The installation went relatively smoothly, except that I had to patch one of the configuration files before it would compile (which has since been patched in the official version). I also got Proof General to use it with Emacs. I was impressed by how easy this was to install, even after reading that it was easy to install.

Once everything was working, I poked around and looked at all the theory files. There were some things I recognized, but also a lot of things that were foreign. I found these video tutorials for Coq by Andrej Bauer, which were very helpful. I tried following along, but I didn’t get very far because the firstorder command didn’t work in the HoTT version!

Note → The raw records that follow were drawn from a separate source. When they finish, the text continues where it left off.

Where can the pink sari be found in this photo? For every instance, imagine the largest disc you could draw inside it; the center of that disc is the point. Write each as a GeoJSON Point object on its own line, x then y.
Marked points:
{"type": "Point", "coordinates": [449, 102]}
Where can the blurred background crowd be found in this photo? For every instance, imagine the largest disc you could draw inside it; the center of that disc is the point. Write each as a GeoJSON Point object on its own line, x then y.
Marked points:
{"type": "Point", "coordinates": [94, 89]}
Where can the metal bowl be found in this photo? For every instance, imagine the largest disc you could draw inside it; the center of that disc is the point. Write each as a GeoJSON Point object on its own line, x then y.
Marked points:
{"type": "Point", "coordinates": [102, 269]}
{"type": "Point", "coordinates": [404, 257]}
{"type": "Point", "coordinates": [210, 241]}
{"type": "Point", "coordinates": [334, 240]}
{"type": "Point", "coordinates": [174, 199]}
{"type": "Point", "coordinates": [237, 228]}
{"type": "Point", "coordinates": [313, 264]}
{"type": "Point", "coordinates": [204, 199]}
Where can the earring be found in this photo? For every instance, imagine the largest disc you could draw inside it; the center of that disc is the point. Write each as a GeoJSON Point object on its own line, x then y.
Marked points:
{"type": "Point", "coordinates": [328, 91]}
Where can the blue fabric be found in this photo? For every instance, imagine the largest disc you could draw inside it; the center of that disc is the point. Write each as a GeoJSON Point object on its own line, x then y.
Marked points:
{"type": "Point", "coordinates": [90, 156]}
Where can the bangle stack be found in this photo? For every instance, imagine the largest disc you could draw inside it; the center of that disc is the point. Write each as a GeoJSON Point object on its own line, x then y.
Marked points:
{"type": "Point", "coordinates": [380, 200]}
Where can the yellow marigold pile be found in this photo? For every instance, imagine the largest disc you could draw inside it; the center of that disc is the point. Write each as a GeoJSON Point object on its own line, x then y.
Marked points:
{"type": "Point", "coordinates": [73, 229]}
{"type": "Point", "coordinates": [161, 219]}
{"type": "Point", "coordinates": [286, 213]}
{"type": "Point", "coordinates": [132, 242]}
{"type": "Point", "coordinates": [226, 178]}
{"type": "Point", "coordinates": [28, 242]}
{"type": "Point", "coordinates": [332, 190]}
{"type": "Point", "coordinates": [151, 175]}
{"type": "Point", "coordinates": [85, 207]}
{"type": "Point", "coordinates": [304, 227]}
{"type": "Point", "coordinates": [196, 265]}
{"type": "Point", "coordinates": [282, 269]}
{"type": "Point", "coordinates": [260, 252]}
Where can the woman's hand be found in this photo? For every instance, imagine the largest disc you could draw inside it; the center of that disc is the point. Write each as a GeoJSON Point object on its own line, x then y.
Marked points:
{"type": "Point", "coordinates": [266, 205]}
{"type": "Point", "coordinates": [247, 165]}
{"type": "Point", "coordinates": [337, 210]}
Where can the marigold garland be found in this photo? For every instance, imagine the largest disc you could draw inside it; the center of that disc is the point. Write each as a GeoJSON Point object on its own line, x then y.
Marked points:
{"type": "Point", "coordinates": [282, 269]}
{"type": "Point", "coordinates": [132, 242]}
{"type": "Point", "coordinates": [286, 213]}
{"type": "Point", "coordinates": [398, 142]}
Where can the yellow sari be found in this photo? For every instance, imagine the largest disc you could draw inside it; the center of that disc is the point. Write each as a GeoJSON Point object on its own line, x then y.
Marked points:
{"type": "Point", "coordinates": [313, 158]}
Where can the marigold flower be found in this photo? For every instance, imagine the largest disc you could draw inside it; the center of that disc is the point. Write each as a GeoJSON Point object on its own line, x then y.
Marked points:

But they were still very helpful for showing the way around Coq.

By this time, I was itching to get started proving things with Coq. So first, I tried looking for some of the theorems and definitions from the book in the theory files that came with my version of Coq. I quickly found that the relevant files were Overture.v and PathGroupoids.v. Somewhat confusingly, it looks like Notation is used for definitions, and Definition is used for lemmas. Well ok, whatever works. Once I got a feel for the notation, I tried writing out the type for some of the lemmas, and checking to see if I got it right.

Definition ap_pp {A B : Type} (f : A -> B) {x y z: A} (p : x = y) (q : y = z) :
ap f (p @ q) = (ap f p) @ (ap f q). 

Yay, it works! Now to prove it. (I’ll talk more about ap next time.) Looking at the proofs in the PathGroupoids.v file, it looked like the eliminator could be invoked with destruct. So now everything thing was replaced with identity paths, good good. It looked pretty trivial after this… and after using reflexivity, everything was proved! These two commands got me surprisingly far, and helped cement how induction worked in my head.

I was curious to see what would happen for the $p\cdot p = p$ example from last time. First let’s set things up…

Definition why_not_pp_p {A : Type} {x : A} (p : x = x):
p @ p = p.

*****************************
1 subgoals, subgoal 1 (ID 158)

A : Type
x : A
p : x = x
============================
p @ p = p


Now let’s try destroying p!

Proof.
> destruct p.

******************************
Toplevel input, characters 0-10:
Error: Cannot instantiate metavariable P of type
"forall a : A, x0 = a -> Type" with abstraction
"fun (x0 : A) (p : x0 = x0) => p @ p = p" of incompatible type
"forall x0 : A, x0 = x0 -> Type".


Good! Looks like me and Coq caught the same error. So everything works as expected.

Playing with Coq is actually pretty fun, and it is a very convenient way of writing out (and verifying) my proofs to some of the exercises! Also, if I have a hard time understanding a new concept, writing it out in Coq helps clarify things for me – usually since it forces me to make sure all the types match up, which is usually where my confusion lies.